José Antonio Maenza was born in Teruel in 1948 and died in Zaragoza in 1979, at the age of 31 and probably as a result of suicide (he appeared dead in the street having fallen/jumped from the first floor of a dwelling). Admired by Enrique Vila-Matas, who was his close friend and appears in one of his films, José Antonio Maenza is one of the most forgotten and interesting figures of Spanish film. To date, a whole cycle at an International Festival has never been devoted to him; his work has only ever been seen in 2001 at the Reina Sofía Museum in Madrid, in 2008 at the Fine Arts Museum in Bilbao and in 2015 in Barcelona.
A piecemeal writer and an incurable kleptomaniac, considered to be an unreasonable and unrealistic person who suffered an imbalance with reality which was worsening, with many obsessions and mania until he ended up on a pilgrimage through psychiatrists, the figure of Maenza is well respected in the circles of 1968. For Marcelo Expósito, he is the most 1968 filmmaker; for Emma Cohen, who we see making her nude debut in his unfinished final film, he was the most accursed of Bocaccio; and Buñuel spoke of his “senselessness”. In the autobiographical novel that he left behind, Séptimo medio indisponible, he defined himself as:
I'm very sensitive to the good and beautiful. Sensitive to sensibility.
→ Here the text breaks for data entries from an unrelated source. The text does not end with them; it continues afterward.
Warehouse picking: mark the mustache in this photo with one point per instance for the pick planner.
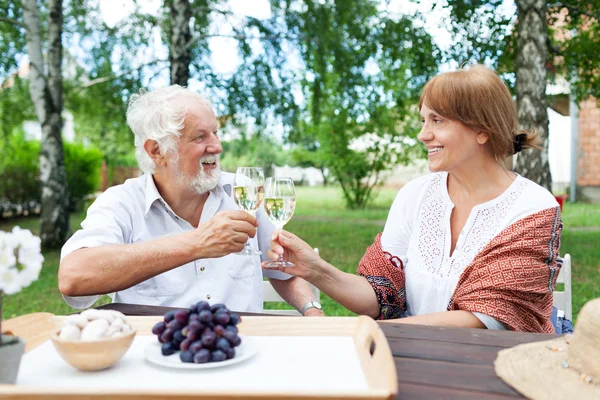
(209, 158)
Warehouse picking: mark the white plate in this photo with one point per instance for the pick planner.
(244, 351)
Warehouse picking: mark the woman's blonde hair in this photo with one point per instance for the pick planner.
(477, 97)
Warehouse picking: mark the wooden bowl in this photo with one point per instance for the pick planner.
(93, 356)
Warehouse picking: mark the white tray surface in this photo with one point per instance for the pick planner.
(282, 364)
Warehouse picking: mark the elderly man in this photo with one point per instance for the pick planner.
(170, 236)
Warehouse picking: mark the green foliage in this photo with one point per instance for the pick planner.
(257, 151)
(12, 36)
(83, 172)
(15, 106)
(362, 74)
(19, 168)
(486, 36)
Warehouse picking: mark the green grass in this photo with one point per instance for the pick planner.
(43, 294)
(342, 236)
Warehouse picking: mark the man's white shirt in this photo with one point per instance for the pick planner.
(135, 212)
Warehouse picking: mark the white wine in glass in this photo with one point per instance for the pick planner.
(280, 202)
(248, 193)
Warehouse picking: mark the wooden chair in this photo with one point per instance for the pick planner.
(271, 296)
(563, 300)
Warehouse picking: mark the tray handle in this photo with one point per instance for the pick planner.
(375, 356)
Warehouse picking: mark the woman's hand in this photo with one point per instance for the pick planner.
(308, 263)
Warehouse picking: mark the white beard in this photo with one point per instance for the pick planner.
(202, 182)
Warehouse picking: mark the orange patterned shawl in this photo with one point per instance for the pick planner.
(511, 279)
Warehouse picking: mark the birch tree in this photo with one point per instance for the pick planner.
(539, 42)
(532, 107)
(45, 87)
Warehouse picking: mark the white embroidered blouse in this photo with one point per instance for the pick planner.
(418, 232)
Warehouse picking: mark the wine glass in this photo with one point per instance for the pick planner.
(248, 192)
(280, 202)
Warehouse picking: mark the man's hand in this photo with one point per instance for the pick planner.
(225, 233)
(313, 312)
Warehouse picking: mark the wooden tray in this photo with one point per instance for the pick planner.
(370, 344)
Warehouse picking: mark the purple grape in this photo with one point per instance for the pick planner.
(209, 339)
(169, 316)
(232, 328)
(177, 335)
(223, 344)
(182, 316)
(235, 319)
(230, 353)
(217, 356)
(159, 328)
(218, 330)
(205, 316)
(221, 318)
(215, 307)
(176, 344)
(195, 325)
(230, 336)
(202, 305)
(202, 356)
(167, 349)
(193, 334)
(186, 356)
(175, 325)
(185, 345)
(167, 335)
(196, 346)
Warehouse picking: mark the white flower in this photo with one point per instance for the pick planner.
(29, 258)
(7, 257)
(9, 281)
(8, 240)
(18, 271)
(28, 275)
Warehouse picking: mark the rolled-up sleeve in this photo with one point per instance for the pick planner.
(106, 222)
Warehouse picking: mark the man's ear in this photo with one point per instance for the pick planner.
(153, 150)
(483, 137)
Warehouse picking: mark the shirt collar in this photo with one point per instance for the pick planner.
(152, 194)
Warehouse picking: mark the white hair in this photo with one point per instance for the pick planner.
(159, 115)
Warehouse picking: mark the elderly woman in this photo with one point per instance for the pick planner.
(472, 244)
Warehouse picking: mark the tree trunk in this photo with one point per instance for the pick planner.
(46, 94)
(179, 50)
(531, 87)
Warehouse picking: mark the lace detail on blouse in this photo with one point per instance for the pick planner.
(481, 226)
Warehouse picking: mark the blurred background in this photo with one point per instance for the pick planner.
(323, 91)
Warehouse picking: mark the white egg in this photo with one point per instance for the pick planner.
(70, 332)
(94, 330)
(92, 314)
(76, 319)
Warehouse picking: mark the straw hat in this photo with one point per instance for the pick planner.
(563, 368)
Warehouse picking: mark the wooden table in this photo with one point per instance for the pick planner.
(431, 362)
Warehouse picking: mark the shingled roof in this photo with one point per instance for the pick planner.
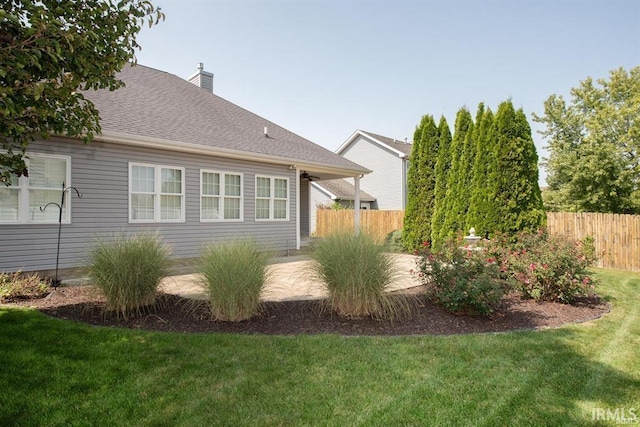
(159, 106)
(343, 190)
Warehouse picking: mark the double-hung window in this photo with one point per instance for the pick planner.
(220, 196)
(272, 198)
(21, 201)
(156, 193)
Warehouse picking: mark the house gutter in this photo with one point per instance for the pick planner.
(165, 144)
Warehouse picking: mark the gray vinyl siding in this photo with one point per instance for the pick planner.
(317, 198)
(385, 182)
(304, 208)
(100, 171)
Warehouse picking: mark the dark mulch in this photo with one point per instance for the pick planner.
(307, 317)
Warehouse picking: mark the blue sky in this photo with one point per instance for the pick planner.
(324, 68)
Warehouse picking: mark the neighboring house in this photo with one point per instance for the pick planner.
(172, 158)
(387, 158)
(325, 193)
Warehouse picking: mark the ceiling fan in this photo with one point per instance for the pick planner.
(305, 175)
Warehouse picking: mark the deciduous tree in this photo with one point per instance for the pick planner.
(51, 51)
(594, 140)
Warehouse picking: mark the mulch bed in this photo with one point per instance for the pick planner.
(173, 314)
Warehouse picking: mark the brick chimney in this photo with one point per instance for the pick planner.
(202, 78)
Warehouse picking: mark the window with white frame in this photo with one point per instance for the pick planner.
(272, 198)
(220, 196)
(21, 201)
(156, 193)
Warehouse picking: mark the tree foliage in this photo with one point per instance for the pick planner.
(513, 181)
(422, 183)
(51, 51)
(455, 207)
(480, 205)
(443, 164)
(593, 143)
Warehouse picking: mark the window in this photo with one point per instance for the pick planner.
(21, 201)
(220, 196)
(272, 198)
(156, 193)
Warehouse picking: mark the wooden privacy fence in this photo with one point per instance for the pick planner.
(617, 237)
(378, 223)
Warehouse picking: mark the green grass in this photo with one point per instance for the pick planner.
(56, 372)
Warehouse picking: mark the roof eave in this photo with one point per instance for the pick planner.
(160, 143)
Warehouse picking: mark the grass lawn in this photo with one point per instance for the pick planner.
(55, 372)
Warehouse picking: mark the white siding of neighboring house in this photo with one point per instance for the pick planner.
(385, 182)
(100, 171)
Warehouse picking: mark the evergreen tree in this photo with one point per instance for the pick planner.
(454, 208)
(443, 165)
(514, 174)
(421, 182)
(480, 205)
(413, 186)
(465, 177)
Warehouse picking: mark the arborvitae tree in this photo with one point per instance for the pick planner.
(454, 208)
(514, 175)
(467, 161)
(421, 183)
(443, 165)
(480, 205)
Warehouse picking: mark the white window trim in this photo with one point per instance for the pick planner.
(23, 194)
(222, 196)
(272, 197)
(157, 187)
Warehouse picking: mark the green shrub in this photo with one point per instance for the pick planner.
(550, 268)
(15, 286)
(234, 274)
(128, 269)
(462, 279)
(356, 273)
(393, 241)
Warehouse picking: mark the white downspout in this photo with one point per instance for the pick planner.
(297, 209)
(356, 204)
(403, 189)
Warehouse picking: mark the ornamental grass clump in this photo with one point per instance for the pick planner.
(17, 286)
(233, 277)
(357, 272)
(127, 269)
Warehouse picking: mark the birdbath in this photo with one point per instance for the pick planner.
(472, 239)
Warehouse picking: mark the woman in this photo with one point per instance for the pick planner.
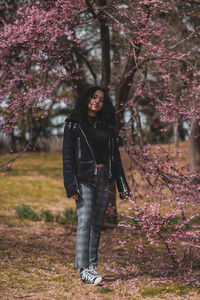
(91, 162)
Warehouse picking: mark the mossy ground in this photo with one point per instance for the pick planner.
(37, 258)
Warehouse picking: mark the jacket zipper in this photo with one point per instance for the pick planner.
(79, 148)
(95, 170)
(123, 185)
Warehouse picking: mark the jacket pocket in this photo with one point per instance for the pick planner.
(79, 147)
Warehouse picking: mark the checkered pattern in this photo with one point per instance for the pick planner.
(92, 204)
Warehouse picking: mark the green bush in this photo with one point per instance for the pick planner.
(26, 212)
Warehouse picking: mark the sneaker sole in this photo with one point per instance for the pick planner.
(97, 281)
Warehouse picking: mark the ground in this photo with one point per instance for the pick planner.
(37, 257)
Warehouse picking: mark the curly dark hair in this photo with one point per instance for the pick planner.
(106, 115)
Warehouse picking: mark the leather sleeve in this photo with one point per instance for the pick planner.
(69, 160)
(118, 170)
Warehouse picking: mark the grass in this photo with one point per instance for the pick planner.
(176, 289)
(37, 244)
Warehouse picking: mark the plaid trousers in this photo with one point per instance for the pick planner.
(92, 204)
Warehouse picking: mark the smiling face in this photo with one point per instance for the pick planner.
(96, 103)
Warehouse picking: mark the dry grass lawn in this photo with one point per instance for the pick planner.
(37, 258)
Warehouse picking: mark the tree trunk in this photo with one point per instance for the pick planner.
(105, 48)
(175, 134)
(194, 146)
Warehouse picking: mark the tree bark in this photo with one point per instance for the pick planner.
(175, 134)
(105, 47)
(194, 146)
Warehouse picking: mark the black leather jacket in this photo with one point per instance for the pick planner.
(79, 161)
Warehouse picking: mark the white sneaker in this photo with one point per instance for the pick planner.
(94, 272)
(90, 278)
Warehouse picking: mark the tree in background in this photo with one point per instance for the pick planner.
(146, 53)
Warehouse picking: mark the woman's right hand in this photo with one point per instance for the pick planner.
(75, 196)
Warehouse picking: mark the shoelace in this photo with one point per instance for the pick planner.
(94, 272)
(88, 276)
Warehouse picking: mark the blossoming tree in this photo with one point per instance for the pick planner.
(148, 59)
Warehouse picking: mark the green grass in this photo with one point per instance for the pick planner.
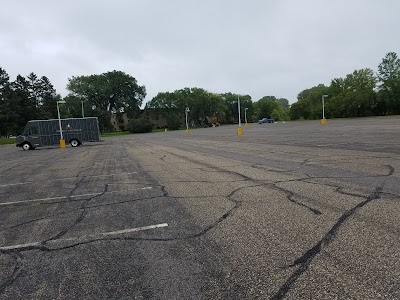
(7, 141)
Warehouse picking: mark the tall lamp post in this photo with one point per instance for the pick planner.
(187, 121)
(323, 121)
(83, 111)
(240, 131)
(62, 141)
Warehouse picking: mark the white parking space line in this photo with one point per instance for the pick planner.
(67, 178)
(86, 237)
(67, 197)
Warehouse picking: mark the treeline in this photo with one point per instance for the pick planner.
(360, 94)
(24, 99)
(222, 108)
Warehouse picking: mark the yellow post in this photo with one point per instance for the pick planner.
(62, 144)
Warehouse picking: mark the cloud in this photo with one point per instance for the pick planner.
(250, 47)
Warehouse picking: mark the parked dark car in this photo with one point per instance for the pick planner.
(266, 120)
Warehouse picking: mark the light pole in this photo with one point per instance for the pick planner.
(240, 131)
(62, 141)
(187, 123)
(323, 121)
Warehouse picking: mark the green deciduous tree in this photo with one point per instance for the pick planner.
(389, 83)
(108, 93)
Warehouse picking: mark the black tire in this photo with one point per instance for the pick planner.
(74, 143)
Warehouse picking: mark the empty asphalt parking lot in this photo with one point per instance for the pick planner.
(287, 211)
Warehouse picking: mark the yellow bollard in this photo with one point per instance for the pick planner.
(62, 144)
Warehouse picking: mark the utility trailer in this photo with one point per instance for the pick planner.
(38, 133)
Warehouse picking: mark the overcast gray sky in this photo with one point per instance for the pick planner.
(250, 47)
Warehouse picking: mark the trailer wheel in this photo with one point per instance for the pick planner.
(74, 143)
(26, 146)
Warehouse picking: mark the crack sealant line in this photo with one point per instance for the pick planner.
(40, 245)
(67, 178)
(66, 197)
(305, 260)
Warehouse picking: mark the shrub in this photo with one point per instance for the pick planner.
(140, 126)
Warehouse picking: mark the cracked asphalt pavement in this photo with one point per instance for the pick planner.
(287, 211)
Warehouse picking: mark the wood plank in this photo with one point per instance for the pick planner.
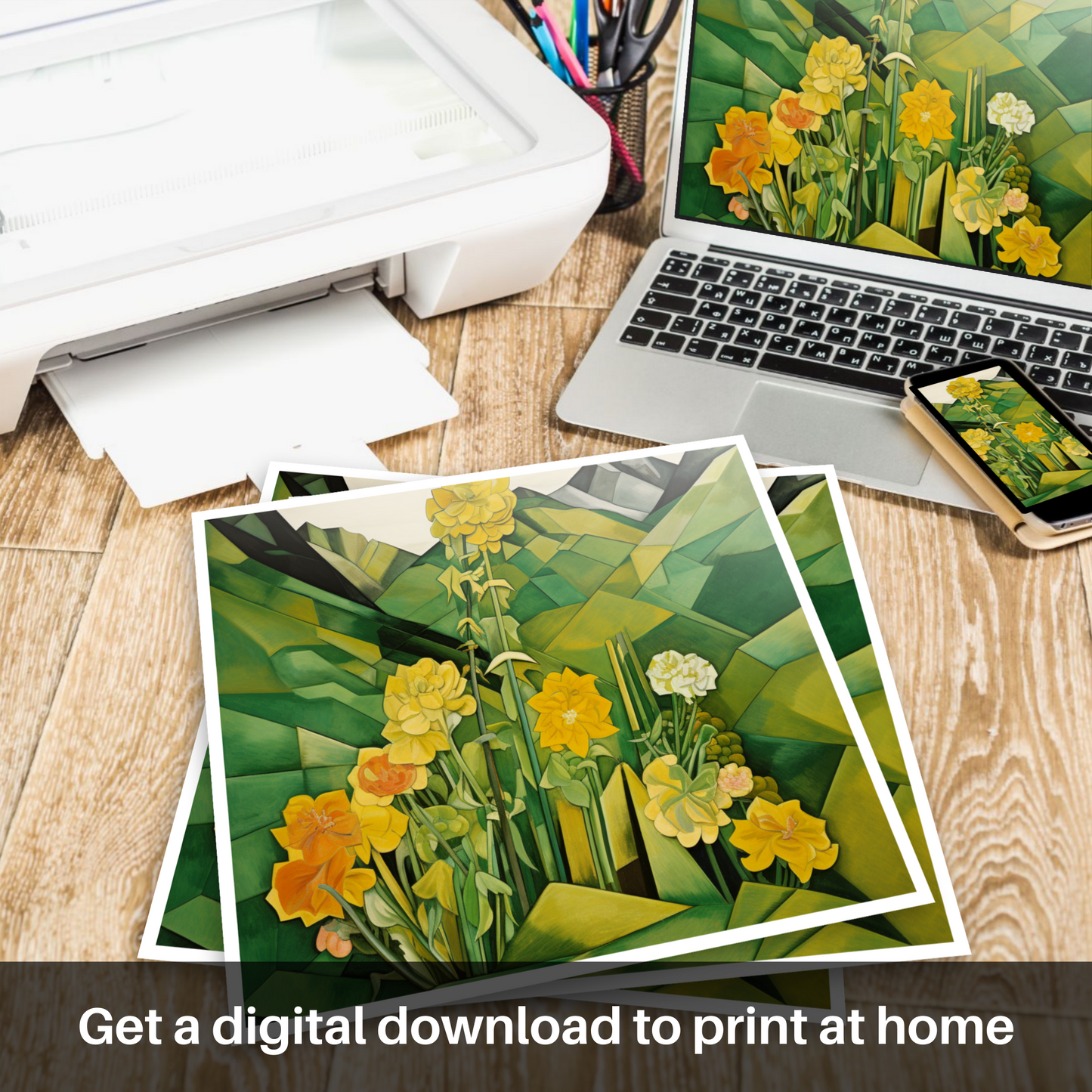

Maenza only made three films that were unfinished, extremely radical and rebellious in their conception, designed to be screened with live sound and which can be seen as such in the tenth edition of Punto de Vista, along with debates and round tables by experts and the stars of his works. To trace the few possible lines in his heterodox films, we can present the Maenza Geography, as he made each film in a different city. He produced his first film, El lobby contra el cordero, in Zaragoza, the setting for his debut and the place where he studied Philosophy and Arts. Then came Valencia, which is the chosen city for his second film Orfeo filmando en el campo de batalla (Orpheus Filming in the Battlefield) and where he arrived to work with another poet who died prematurely: Eduardo Hervás (21 years old). And finally, he filmed Hortensia/Beancé (1969) in Barcelona thanks to the production by Pere Portabella, with the presence of the gauche divine of that period and the city’s urban scene such as Félix de Azúa, Enrique Irazoki, Emma Cohen and Enrique Vila-Matas.